Machine learning with Scala Spark linear regression
How to do linear regression with Spark in a Scala application
In a previous post I developed a trivial Scala application that performs linear regression with only one feature. In this post, I want to go a bit further, I want to use Spark's MLlib to develop a linear regression model using two features this time.

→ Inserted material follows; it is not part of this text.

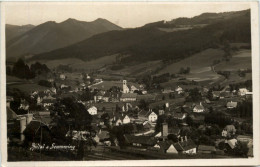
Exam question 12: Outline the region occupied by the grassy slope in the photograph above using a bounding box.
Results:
[215,50,252,71]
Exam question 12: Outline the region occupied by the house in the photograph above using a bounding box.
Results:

The first thing I need to do in order to use MLlib in my Scala application is to update the dependencies in the
build.sbt
script. These should now look as
libraryDependencies += "org.apache.spark" % "spark-core_2.12" % "3.0.1"
libraryDependencies += "org.apache.spark" % "spark-sql_2.12" % "3.0.1"
libraryDependencies += "org.apache.spark" % "spark-mllib_2.12" % "3.0.1"
package train.spark
import org.apache.spark.ml.regression.LinearRegression
import org.apache.spark.SparkContext
import org.apache.spark.SparkContext._
import org.apache.spark.SparkConf
import org.apache.spark.sql.SparkSession
import org.apache.spark.ml.feature.VectorAssembler
import org.apache.spark.ml.linalg.Vectors
import org.apache.spark.sql.types.DoubleType
object LinearRegressionApp {
def main(args: Array[String]) {
val conf = new SparkConf().setAppName("Linear regression Spark")
val sc = new SparkContext(conf)
val session = SparkSession.builder().appName("Linear regression Spark").master("local[4]").getOrCreate()
// Should be some file on your system
val csvFile = "/home/alex/qi3/spark_scala/data/spark_regression.csv"
val inputTrainigSet = session.read.format("csv").load(csvFile)
println("Number of Partitions: "+inputTrainigSet.rdd.getNumPartitions)
println("Action: First element: "+inputTrainigSet.rdd.first())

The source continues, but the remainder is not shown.